Last week, two towns in Massachusetts have responded to complaints and curtailed operations of wind turbines.

Falmouth local government had voted unanimously to remove the town’s two turbines, but the $14 million price tag is too costly. The turbines went on line in 2010, and in May 2012 the town began turning them off 12 hours a day due to complaints of noise and physical and mental health problems that began with the turbines’ operation.

Energy-conscious residents who whole-heartedly supported wind energy became vehemently opposed when faced with the reality of headaches, sleeplessness, anxiety and vertigo related to noise, infrasound, vibrations and shadow flicker from industrial turbines sited too close to residences. Wednesday a Fairhaven, Mass., selectman called for turning off the town’s turbines at night to spare 57 families from ill effects.

All over the country and the world, people have learned the hard way that industrial wind installations must not be installed within a mile of homes. We cannot afford to learn the hard way!
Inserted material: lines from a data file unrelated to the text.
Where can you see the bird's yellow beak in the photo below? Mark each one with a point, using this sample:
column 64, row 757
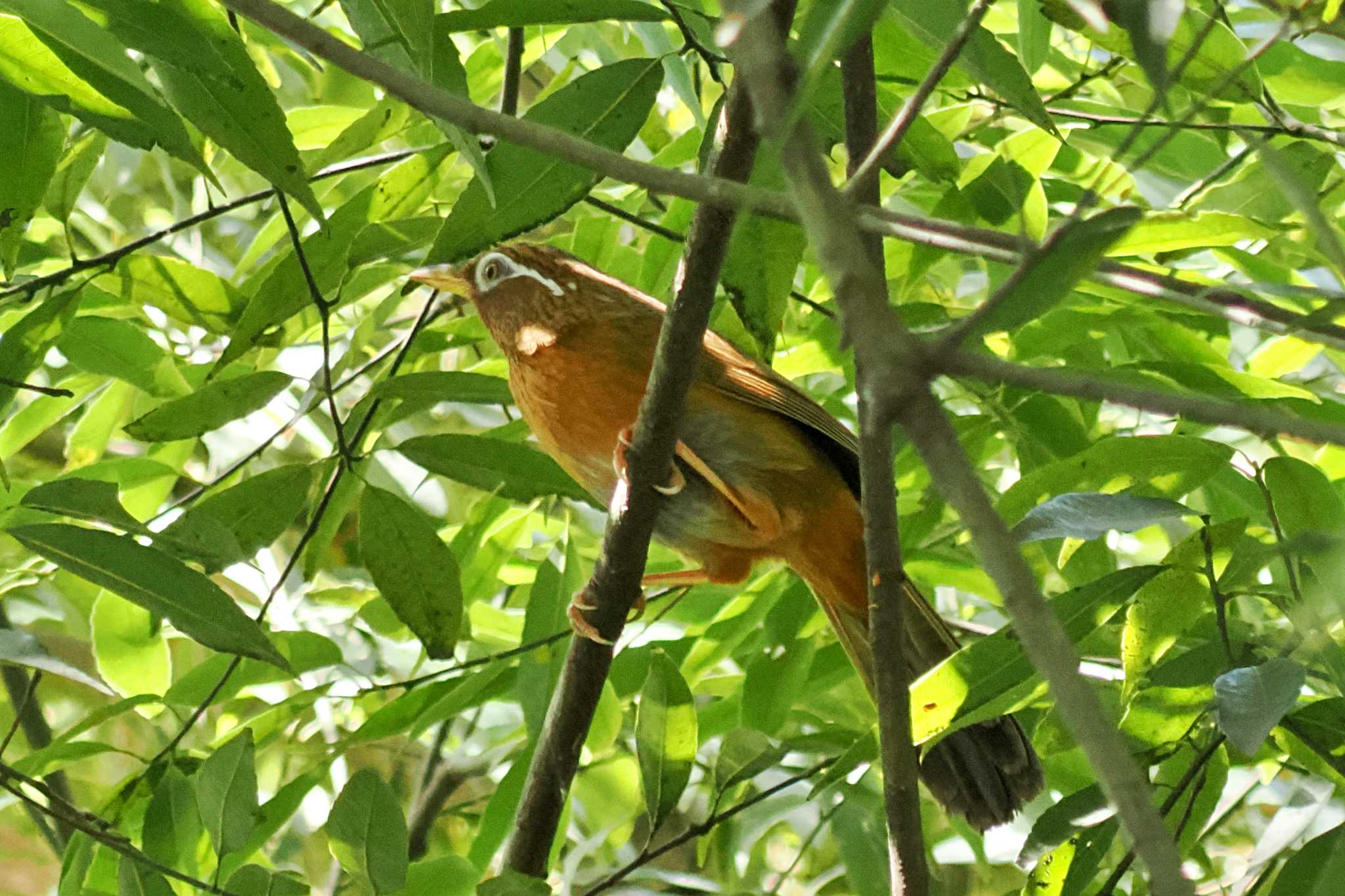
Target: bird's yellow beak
column 449, row 278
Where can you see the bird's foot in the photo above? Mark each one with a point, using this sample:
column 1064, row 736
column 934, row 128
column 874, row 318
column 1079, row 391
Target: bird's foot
column 581, row 626
column 676, row 481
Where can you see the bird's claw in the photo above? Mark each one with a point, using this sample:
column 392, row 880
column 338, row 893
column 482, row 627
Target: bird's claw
column 581, row 626
column 676, row 481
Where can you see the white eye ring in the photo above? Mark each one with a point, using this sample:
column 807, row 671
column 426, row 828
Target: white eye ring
column 491, row 270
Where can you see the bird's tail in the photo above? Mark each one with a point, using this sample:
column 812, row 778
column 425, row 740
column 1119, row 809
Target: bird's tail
column 985, row 771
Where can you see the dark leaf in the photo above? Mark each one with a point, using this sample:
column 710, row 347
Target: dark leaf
column 227, row 793
column 607, row 106
column 159, row 584
column 413, row 570
column 516, row 471
column 1251, row 700
column 665, row 738
column 209, row 408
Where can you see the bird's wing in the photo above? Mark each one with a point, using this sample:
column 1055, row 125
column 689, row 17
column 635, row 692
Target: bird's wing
column 736, row 375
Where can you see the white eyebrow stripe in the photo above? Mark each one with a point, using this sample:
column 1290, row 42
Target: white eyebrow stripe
column 522, row 270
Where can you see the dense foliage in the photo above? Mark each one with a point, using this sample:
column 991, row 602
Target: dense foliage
column 292, row 572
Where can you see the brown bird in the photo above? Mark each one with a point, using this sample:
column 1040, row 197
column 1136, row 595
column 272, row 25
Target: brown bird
column 761, row 472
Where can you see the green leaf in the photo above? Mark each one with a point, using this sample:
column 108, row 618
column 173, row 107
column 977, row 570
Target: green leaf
column 1158, row 715
column 78, row 68
column 665, row 738
column 254, row 513
column 73, row 172
column 1170, row 232
column 1074, row 813
column 984, row 58
column 366, row 832
column 30, row 151
column 1315, row 870
column 1091, row 515
column 82, row 500
column 1251, row 700
column 255, row 880
column 516, row 14
column 283, row 289
column 607, row 106
column 447, row 386
column 744, row 754
column 986, row 677
column 1151, row 26
column 119, row 349
column 540, row 670
column 195, row 605
column 209, row 409
column 1170, row 464
column 1211, row 65
column 1305, row 500
column 516, row 471
column 1055, row 269
column 129, row 648
column 27, row 340
column 23, row 649
column 210, row 78
column 1033, row 35
column 187, row 293
column 513, row 883
column 413, row 570
column 227, row 793
column 173, row 821
column 133, row 879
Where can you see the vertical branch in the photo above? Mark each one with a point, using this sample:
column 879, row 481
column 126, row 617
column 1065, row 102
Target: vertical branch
column 23, row 696
column 617, row 578
column 879, row 499
column 513, row 72
column 906, row 367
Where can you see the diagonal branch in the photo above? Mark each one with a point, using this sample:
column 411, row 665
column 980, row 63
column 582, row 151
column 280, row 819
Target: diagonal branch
column 830, row 223
column 900, row 124
column 617, row 578
column 939, row 234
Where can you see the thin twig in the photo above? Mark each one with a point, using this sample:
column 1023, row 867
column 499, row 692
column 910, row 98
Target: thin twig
column 705, row 826
column 1219, row 597
column 910, row 875
column 513, row 69
column 109, row 258
column 830, row 223
column 310, row 531
column 33, row 387
column 324, row 313
column 1246, row 416
column 634, row 508
column 101, row 832
column 910, row 110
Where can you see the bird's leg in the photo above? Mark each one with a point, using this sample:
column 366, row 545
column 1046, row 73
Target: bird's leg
column 677, row 580
column 623, row 441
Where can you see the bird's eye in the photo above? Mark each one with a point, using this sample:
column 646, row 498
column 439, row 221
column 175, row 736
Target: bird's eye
column 491, row 270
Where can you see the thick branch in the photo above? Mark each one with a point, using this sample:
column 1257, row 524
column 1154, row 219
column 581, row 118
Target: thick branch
column 830, row 222
column 617, row 578
column 879, row 498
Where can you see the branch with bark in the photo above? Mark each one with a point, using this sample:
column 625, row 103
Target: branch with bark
column 617, row 578
column 830, row 222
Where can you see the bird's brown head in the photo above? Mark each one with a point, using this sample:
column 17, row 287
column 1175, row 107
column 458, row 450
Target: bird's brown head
column 529, row 292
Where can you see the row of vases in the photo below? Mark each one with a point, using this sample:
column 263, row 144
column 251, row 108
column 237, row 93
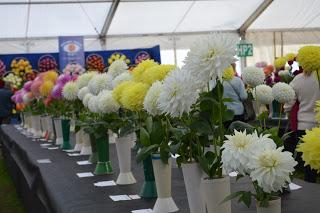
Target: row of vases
column 206, row 195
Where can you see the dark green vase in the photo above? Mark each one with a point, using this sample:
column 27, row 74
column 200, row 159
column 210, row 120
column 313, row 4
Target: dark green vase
column 149, row 189
column 94, row 155
column 65, row 134
column 103, row 164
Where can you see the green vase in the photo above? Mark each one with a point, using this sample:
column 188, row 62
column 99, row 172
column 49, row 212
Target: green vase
column 149, row 189
column 103, row 165
column 94, row 155
column 65, row 134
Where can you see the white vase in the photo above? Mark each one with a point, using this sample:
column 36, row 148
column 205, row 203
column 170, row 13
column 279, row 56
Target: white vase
column 86, row 145
column 58, row 128
column 72, row 125
column 50, row 128
column 162, row 174
column 274, row 207
column 79, row 142
column 123, row 146
column 192, row 175
column 214, row 192
column 36, row 126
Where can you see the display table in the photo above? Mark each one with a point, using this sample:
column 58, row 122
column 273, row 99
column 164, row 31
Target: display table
column 55, row 187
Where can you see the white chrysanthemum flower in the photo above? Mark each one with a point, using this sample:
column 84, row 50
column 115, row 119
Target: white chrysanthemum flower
column 272, row 168
column 121, row 78
column 284, row 73
column 283, row 92
column 210, row 56
column 117, row 68
column 82, row 92
column 150, row 103
column 263, row 94
column 86, row 99
column 106, row 102
column 93, row 104
column 70, row 91
column 99, row 82
column 253, row 76
column 179, row 92
column 84, row 79
column 237, row 150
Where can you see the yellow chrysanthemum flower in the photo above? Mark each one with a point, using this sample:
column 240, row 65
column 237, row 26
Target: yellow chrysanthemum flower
column 138, row 71
column 156, row 73
column 317, row 110
column 50, row 76
column 228, row 74
column 309, row 58
column 46, row 88
column 310, row 148
column 280, row 62
column 118, row 90
column 133, row 96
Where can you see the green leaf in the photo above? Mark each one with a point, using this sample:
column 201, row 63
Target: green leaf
column 146, row 152
column 157, row 134
column 149, row 124
column 144, row 137
column 241, row 126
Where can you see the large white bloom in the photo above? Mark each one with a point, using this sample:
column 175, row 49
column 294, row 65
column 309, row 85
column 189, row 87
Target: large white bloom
column 82, row 92
column 283, row 92
column 121, row 78
column 210, row 56
column 117, row 68
column 237, row 152
column 70, row 91
column 86, row 99
column 253, row 76
column 271, row 169
column 93, row 104
column 150, row 103
column 106, row 102
column 263, row 94
column 84, row 79
column 100, row 82
column 179, row 92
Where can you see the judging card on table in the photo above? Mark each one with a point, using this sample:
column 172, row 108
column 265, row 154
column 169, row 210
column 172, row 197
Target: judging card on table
column 142, row 211
column 105, row 183
column 44, row 161
column 74, row 154
column 84, row 162
column 53, row 148
column 119, row 197
column 85, row 174
column 294, row 186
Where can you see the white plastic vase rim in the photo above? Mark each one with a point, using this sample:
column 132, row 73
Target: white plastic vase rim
column 216, row 180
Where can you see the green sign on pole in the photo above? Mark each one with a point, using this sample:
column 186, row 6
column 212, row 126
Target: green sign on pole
column 244, row 49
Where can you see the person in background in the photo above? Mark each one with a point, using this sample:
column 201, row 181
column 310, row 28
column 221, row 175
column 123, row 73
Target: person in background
column 234, row 88
column 307, row 92
column 6, row 105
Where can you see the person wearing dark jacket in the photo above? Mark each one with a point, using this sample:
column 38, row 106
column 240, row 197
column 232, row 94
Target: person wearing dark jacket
column 6, row 105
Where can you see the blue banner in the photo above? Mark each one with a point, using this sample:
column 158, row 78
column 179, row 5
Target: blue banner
column 71, row 51
column 93, row 59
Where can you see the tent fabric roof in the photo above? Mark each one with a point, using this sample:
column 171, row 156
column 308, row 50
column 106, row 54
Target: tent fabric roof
column 52, row 18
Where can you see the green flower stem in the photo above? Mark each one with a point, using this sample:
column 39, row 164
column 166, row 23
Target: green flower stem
column 66, row 134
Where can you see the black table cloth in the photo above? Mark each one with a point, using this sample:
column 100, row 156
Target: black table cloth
column 55, row 187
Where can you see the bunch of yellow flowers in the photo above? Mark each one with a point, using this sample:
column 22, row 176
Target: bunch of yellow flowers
column 21, row 67
column 130, row 94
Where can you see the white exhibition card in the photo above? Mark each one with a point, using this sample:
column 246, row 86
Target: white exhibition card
column 85, row 174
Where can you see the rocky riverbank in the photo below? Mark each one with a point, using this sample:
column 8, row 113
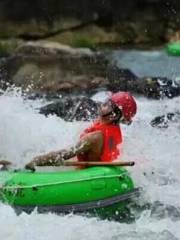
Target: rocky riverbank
column 90, row 24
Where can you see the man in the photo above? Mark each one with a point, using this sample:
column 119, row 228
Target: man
column 100, row 142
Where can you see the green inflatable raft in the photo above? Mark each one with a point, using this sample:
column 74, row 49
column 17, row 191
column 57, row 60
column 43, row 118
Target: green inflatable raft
column 100, row 189
column 173, row 48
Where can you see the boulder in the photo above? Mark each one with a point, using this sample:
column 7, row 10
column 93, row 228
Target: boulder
column 52, row 68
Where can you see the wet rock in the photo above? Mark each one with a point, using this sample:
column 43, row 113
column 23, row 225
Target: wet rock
column 52, row 68
column 158, row 87
column 164, row 120
column 72, row 108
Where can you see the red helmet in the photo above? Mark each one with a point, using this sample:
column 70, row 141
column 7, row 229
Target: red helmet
column 126, row 103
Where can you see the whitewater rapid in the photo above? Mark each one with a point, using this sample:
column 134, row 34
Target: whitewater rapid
column 24, row 133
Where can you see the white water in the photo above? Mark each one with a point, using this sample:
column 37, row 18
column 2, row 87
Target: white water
column 24, row 133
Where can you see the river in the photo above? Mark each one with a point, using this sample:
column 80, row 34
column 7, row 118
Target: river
column 25, row 133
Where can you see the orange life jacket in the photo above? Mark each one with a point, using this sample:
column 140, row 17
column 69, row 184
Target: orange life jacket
column 112, row 138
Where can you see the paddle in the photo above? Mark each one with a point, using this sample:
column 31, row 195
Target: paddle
column 86, row 164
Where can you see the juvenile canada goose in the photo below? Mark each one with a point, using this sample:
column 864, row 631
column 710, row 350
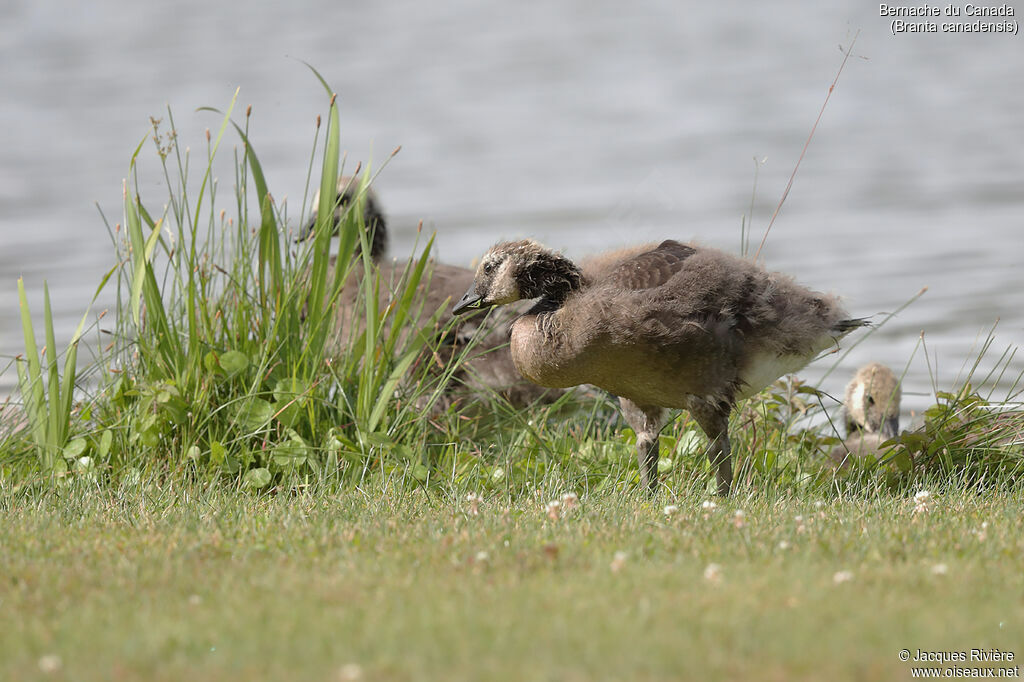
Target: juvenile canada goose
column 870, row 414
column 665, row 326
column 488, row 367
column 348, row 193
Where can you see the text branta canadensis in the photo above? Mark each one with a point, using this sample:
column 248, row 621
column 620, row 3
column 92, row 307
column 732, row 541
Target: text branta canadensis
column 870, row 414
column 488, row 367
column 665, row 326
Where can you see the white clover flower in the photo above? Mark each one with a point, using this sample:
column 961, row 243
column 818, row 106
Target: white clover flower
column 49, row 664
column 349, row 673
column 842, row 577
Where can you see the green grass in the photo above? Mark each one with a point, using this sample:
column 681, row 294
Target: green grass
column 224, row 494
column 175, row 582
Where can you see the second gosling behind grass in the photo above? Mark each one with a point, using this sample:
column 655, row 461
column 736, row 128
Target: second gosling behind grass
column 666, row 326
column 870, row 414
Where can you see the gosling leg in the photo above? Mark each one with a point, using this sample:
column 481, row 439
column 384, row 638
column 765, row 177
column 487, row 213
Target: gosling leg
column 714, row 420
column 647, row 424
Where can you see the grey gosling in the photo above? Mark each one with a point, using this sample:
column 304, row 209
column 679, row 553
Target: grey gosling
column 488, row 367
column 871, row 414
column 664, row 326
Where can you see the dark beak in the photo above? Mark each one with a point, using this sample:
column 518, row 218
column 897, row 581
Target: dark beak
column 307, row 229
column 890, row 427
column 470, row 301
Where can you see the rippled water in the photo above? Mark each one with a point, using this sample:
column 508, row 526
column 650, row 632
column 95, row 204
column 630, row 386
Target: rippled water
column 583, row 124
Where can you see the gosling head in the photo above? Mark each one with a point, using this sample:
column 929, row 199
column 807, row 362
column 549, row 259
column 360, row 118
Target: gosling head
column 373, row 217
column 872, row 401
column 515, row 270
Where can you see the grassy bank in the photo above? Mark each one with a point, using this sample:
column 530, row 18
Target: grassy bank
column 383, row 583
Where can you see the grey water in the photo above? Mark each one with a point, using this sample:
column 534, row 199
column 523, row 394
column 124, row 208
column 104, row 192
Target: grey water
column 585, row 125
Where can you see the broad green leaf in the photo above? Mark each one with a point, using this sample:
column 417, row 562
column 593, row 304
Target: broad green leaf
column 256, row 478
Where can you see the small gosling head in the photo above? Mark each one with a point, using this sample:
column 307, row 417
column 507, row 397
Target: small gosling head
column 348, row 192
column 515, row 270
column 872, row 401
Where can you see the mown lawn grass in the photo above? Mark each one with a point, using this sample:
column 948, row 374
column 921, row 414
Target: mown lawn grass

Every day more is known about the best siting of turbines to preserve quality of life for people. Restrictions and greater setbacks are being implemented everywhere.

Our federal government is burdening taxpayers with staggering debt while doling out billions to wind companies that are rushing to take advantage while the money is available. Let’s slow down the gravy train prompted by federal subsidies and do what is right. The financial gain of a few land owners must not be more important than citizens’ ability to inhabit and enjoy their very homes.

Anyone who reads the Tribune cannot help but be aware of the recent battle waged by Tipton County residents to halt the proliferation of wind farms. Their county commissioners have listened to residents’ concerns and responded with a moratorium on new wind energy projects while they review their zoning ordinance.

The Howard County commissioners meet at 8:30 a.m. Monday in the County Administration Center, 220 N. Main St., third floor, Room 338. Attend and let them know there is opposition to wind farms in Howard County.